Skills Activity: Review the main points of the lesson. Have the students work together to create master lists of the material gifts, talents and opportunities that someone their age could have. Discuss the ways they can find or make time to use their gifts to serve God. Then have each individual create their own personal list of gifts and a plan for using them to serve God.
This is another lesson where it can be beneficial to ask mentors or other strong Christian adults to work with individual students. This is especially important if you already know there is a large disparity in family income or the talents of some students. (It is important to remind students that much of what they think is theirs materially speaking is actually their parents. They should ask permission before giving away the things that their parents purchased for them! You may also want to let parents know about the lesson ahead of time, so they can be prepared to work on using their gifts to serve God as a family.)
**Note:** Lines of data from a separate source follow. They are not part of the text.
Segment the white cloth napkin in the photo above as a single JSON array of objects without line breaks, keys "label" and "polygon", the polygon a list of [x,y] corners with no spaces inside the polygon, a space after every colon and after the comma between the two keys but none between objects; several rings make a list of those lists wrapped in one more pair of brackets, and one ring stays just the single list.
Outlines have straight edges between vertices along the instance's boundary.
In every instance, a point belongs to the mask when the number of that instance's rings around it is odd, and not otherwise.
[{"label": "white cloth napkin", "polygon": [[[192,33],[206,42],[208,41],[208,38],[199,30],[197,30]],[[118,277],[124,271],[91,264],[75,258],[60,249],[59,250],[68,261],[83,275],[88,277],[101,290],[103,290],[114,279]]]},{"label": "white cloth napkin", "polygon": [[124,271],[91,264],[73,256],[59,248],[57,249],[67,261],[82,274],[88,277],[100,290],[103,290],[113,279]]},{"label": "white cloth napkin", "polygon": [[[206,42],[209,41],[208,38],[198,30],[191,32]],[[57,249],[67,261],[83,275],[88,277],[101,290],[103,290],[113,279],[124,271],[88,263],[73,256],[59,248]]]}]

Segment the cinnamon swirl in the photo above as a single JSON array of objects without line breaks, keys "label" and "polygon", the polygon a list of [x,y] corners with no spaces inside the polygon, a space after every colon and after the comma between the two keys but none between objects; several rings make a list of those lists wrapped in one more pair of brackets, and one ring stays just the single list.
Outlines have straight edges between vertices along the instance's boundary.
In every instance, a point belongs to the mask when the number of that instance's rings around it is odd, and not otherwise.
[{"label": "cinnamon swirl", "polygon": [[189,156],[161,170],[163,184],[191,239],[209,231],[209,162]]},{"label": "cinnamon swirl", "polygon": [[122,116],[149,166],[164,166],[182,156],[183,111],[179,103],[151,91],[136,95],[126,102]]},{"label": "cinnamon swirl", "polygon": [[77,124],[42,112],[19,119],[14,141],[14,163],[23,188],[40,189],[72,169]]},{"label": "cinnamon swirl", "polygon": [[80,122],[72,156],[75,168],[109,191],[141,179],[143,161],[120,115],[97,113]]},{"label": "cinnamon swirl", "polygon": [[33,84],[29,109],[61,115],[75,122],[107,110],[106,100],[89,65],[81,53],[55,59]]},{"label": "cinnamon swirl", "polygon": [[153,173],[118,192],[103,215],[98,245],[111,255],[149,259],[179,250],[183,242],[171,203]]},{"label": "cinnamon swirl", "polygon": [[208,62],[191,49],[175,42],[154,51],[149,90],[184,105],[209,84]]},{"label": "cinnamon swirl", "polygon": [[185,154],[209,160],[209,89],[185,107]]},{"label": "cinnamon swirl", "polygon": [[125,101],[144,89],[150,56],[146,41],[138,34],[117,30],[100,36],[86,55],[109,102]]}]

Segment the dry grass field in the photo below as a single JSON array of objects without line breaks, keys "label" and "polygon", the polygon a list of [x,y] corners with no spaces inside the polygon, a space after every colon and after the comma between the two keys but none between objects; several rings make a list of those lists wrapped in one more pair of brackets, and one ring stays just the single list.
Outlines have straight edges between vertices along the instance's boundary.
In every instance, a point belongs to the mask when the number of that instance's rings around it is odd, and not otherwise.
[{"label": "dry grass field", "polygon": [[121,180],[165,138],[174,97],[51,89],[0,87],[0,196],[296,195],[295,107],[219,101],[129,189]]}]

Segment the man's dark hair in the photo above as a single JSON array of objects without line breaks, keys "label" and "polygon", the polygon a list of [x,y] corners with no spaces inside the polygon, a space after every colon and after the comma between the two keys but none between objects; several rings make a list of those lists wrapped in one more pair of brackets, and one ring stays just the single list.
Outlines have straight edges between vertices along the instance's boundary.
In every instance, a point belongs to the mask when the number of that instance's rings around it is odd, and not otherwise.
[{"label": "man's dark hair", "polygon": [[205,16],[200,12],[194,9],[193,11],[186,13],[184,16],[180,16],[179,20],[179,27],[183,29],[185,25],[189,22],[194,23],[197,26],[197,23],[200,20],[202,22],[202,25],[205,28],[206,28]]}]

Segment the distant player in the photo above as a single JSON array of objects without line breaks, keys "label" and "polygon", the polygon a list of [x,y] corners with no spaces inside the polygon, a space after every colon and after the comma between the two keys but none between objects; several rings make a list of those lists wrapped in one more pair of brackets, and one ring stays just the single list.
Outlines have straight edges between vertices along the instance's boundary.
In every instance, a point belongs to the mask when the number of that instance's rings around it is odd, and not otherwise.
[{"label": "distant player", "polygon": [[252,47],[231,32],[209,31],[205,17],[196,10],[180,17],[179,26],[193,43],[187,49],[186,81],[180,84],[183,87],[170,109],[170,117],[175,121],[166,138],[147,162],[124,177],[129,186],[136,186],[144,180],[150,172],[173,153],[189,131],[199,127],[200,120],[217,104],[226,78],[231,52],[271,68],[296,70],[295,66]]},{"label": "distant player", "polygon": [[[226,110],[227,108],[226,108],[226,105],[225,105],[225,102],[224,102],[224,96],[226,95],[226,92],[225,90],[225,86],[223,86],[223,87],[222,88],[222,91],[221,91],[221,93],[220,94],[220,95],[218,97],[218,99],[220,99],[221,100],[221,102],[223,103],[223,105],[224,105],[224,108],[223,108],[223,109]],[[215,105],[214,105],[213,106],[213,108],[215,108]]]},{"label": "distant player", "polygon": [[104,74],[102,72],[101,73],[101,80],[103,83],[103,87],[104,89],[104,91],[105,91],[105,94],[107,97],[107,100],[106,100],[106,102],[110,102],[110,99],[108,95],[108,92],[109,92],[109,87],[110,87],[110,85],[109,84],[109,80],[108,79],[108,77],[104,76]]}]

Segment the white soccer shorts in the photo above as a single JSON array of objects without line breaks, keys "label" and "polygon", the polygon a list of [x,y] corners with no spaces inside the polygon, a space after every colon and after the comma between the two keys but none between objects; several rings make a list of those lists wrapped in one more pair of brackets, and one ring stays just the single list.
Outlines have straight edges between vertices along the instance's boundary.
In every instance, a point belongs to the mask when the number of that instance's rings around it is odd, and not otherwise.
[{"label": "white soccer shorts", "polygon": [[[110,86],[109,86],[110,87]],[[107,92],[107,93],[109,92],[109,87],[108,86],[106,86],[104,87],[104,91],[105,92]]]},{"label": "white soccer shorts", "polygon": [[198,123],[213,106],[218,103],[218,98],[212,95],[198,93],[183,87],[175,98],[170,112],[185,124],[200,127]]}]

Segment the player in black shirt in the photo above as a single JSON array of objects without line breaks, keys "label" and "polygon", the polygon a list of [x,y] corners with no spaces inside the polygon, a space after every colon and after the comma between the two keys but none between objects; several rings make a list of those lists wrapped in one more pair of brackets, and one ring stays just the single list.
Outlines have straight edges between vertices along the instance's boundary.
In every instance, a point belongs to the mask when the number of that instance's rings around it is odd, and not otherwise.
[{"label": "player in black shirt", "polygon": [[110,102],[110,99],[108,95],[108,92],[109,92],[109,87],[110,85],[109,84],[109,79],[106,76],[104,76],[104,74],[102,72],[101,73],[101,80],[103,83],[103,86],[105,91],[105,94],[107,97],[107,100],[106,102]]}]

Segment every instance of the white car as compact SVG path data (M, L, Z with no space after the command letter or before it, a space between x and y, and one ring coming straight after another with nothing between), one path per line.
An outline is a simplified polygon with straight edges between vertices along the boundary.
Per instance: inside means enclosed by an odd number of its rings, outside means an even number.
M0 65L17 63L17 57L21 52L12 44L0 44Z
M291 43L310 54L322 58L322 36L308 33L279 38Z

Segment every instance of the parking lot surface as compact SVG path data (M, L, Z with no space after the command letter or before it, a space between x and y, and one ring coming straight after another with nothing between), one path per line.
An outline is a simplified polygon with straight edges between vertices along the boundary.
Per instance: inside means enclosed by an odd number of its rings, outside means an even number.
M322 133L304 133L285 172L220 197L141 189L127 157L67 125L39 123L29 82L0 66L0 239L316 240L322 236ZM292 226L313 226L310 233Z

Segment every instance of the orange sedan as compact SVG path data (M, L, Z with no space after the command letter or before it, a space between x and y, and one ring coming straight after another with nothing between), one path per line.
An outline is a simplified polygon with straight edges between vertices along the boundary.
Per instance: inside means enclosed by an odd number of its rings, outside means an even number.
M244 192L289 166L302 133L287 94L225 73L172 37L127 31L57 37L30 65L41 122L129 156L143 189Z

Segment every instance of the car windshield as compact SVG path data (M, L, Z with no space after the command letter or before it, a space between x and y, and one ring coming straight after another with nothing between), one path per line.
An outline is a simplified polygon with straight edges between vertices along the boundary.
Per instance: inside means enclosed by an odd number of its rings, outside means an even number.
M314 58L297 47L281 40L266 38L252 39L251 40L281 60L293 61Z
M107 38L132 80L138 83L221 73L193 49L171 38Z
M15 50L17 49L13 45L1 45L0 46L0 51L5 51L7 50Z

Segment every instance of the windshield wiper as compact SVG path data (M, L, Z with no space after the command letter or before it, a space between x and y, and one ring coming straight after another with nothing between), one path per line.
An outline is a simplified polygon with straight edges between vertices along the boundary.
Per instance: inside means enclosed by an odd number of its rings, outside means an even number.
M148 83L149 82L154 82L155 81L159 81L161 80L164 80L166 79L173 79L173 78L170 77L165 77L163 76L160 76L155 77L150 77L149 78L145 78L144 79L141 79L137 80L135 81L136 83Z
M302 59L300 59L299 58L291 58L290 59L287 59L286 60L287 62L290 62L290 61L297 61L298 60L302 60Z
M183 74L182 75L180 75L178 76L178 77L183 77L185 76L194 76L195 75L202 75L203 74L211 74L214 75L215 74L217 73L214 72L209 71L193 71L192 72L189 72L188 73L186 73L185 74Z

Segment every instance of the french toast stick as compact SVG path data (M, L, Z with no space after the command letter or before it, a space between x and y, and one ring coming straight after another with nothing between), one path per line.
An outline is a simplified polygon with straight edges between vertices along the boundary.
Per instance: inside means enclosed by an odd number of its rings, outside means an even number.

Students need to be reminded throughout the process of the story of the widow’s mite and the verse about to whom much is given, much will be required. Those with lots of gifts can give more than someone with a few gifts, yet still not be giving as much as the person with only a couple of gifts. It is also important to remind students that time and opportunities are critical gifts. While money and possessions are great gifts to give, often the good works aren’t being accomplished because no one takes advantage of the opportunities or is willing to give their time to help.
Application Challenge: Review the scriptures from the lesson. Look at the list of gifts you created in class. What are some ways you can use your gifts this week to help others? Now go do them!